Che ricordi avete della Novipiù Cup?

Davide: Una bella esperienza, un torneo con livello molto alto, un’ottima organizzazione in cui mi sono divertito, perchè per la prima volta ho potuto giocare contro squadre molto forti.

Lorenzo: E’ stato un bellissimo torneo, che ricordo come fosse ora. Era la prima edizione ed era già organizzato molto bene, con squadre U14 di alto livello pur essendo tutti molto giovani. Resta un bellissimo ricordo, perchè oltre ad aver vinto è stata la prima competizione importante che ho fatto.

 

Quell’anno, nel 2011, giocaste contro. E vi siete poi ritrovati in Nazionale…

D: In quegli anni abbiamo giocato spesso contro: forse la Novipiù Cup fu una delle prime sfide. E questo è un altro degli aspetti positivi di questo torneo: la possibilità di confrontarsi con giocatori forti, che poi diventeranno amici o compagni.

L: Davide è un ragazzo meraviglioso e il nostro rapporto si è consolidato quest’estate, quando abbiamo passato quasi due mesi insieme con l’Italia U19. Sono convinto che anche il risultato che abbiamo ottenuto in Egitto ci ha aiutato a costruire un legame che durerà nel tempo.

 

Il percorso giovanile per crescere. E ora il professionismo.

D: Ho fatto tutto il settore giovanile a Casale e di questo sono molto contento: ho conosciuto tante persone, mi sono confrontato sempre ad alto livello e manifestazioni come la Novipiù Cup ti testano per crescere. E arrivare, un giorno, in A.

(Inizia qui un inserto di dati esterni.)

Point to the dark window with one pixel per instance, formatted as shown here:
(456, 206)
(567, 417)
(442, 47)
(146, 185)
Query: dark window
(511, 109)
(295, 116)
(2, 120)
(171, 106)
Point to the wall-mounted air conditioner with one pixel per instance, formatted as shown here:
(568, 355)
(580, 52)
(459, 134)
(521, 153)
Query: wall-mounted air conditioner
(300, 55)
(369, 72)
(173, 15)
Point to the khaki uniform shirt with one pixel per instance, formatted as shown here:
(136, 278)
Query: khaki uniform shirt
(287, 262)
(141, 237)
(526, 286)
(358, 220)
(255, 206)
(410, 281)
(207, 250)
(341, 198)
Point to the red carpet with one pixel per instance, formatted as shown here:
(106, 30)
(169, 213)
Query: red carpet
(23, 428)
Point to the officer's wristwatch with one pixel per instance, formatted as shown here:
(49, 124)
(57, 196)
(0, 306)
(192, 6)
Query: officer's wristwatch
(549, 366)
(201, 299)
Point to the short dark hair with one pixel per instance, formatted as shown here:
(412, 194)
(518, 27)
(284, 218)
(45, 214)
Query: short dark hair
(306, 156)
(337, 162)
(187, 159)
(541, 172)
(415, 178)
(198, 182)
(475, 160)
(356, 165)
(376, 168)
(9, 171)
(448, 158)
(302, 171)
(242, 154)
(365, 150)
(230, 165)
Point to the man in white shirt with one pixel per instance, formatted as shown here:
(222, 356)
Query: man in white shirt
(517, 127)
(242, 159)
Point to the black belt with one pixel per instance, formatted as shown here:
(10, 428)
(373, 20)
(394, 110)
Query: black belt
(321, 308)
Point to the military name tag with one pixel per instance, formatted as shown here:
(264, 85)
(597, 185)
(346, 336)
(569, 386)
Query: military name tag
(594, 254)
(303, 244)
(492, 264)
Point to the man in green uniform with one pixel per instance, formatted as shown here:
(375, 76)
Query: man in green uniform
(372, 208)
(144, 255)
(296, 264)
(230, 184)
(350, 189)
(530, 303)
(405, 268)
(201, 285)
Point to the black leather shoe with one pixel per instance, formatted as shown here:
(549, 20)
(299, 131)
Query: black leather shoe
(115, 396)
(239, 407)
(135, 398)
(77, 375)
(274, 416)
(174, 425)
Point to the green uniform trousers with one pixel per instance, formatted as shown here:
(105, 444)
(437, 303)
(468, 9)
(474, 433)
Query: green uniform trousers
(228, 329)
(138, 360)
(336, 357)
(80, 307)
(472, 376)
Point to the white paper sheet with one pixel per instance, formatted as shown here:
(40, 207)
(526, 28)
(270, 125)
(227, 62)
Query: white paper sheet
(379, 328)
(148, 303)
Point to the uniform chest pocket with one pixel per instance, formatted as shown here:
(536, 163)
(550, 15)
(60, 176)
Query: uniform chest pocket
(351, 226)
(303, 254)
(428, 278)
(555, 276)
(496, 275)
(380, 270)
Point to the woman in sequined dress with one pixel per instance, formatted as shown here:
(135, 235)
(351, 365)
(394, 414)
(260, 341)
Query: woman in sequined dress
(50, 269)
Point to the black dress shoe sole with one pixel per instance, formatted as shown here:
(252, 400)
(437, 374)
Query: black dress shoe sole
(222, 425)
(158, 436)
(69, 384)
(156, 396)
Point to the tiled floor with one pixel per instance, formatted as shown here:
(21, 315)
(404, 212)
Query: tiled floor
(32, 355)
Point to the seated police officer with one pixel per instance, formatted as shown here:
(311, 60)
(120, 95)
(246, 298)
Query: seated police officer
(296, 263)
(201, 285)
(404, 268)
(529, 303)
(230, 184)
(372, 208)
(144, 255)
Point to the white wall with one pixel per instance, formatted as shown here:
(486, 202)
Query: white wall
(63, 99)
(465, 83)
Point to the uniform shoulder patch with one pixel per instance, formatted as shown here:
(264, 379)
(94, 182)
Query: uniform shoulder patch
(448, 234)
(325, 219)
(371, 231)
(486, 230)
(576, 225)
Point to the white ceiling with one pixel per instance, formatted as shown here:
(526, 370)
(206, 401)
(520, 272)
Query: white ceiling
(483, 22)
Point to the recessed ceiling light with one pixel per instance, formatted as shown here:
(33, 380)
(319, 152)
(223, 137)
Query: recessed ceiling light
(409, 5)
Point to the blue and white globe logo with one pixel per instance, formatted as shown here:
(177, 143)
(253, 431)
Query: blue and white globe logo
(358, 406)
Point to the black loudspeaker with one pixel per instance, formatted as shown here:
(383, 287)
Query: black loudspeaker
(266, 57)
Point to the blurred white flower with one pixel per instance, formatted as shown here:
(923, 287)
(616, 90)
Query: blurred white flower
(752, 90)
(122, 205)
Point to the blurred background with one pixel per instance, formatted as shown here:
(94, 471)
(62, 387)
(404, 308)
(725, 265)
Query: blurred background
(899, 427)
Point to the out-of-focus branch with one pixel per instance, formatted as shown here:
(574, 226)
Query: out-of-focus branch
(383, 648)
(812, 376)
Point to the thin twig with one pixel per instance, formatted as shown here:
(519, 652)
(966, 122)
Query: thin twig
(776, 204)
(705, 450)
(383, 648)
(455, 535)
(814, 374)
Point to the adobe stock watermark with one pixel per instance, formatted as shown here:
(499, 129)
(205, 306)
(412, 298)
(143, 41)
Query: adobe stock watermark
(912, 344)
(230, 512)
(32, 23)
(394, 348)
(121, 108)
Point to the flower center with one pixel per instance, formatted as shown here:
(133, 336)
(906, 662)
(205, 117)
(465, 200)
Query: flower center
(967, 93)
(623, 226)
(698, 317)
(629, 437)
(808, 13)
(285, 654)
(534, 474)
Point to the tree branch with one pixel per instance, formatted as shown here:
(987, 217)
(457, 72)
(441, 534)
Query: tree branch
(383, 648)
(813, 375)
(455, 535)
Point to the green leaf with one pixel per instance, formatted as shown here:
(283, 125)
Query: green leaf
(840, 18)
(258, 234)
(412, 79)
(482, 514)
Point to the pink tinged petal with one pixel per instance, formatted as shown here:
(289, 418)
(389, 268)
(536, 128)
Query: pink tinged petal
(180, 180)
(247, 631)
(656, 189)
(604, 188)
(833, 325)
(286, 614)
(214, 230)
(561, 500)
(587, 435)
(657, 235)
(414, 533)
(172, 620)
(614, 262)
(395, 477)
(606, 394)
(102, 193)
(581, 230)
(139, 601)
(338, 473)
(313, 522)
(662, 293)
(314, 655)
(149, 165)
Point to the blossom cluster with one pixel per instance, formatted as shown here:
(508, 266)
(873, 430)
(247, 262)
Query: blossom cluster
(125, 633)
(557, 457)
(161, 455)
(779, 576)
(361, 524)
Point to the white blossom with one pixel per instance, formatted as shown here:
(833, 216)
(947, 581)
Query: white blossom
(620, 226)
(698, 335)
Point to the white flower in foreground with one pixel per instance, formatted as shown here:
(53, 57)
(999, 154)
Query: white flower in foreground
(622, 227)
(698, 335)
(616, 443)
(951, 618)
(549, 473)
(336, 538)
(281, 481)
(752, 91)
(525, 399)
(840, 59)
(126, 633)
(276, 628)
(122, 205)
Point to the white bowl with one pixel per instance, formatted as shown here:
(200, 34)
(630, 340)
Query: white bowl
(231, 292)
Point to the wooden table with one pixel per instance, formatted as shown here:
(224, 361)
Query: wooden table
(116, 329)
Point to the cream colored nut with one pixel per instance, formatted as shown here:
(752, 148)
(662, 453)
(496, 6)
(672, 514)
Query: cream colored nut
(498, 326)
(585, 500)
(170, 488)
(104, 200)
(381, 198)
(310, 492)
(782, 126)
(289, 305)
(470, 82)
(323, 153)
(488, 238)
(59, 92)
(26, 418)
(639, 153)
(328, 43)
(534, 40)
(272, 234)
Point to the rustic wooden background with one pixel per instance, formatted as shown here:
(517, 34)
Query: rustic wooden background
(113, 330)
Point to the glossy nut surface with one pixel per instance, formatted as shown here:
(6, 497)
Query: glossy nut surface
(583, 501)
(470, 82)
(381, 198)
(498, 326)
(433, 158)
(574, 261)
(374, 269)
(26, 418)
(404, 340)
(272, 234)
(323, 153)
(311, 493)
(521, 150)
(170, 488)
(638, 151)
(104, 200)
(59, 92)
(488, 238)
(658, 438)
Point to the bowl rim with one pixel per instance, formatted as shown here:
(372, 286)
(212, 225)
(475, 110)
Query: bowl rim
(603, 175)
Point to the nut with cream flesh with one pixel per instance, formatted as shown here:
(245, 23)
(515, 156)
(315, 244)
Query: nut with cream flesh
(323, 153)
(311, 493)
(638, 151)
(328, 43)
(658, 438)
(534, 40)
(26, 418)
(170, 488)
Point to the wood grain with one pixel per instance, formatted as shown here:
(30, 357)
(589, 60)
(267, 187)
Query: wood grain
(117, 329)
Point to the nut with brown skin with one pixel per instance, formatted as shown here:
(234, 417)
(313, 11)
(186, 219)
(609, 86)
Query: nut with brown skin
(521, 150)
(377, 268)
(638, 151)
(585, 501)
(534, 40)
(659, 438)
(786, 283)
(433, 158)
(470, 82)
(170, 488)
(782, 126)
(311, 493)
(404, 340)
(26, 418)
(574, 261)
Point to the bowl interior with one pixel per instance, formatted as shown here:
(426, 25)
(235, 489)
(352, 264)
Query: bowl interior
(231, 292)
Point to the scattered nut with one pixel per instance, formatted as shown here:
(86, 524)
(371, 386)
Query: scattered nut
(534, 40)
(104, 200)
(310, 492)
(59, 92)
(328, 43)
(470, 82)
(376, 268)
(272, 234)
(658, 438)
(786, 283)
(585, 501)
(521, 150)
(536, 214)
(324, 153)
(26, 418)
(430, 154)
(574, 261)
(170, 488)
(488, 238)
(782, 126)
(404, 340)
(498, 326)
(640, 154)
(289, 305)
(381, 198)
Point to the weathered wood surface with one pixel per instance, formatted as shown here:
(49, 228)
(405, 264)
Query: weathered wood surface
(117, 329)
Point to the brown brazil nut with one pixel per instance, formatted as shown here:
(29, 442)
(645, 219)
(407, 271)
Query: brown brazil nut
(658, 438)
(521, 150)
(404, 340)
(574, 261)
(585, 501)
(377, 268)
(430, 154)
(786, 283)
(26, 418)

L: E’ stato un percorso lungo e molto bello, avendo avuto l’opportunità di vivere esperienze molto belle seppure molto giovane. Ho giocato Mondiali ed Europei, sono stato in panchina nella finale scudetto con Siena. E’ stato un percorso importante, ma sono convinto che ci sia ancora molta strada da fare per la mia crescita. oggi

 

Un messaggio al tuo “avversario”

D: Prima di tutto lo saluto e gli dico che però, per questa volta, deve lasciare a noi i due punti. Non come all’andata…

L: Ciao Deg, un abbraccio e mi raccomando questo saluto… non tirarlo!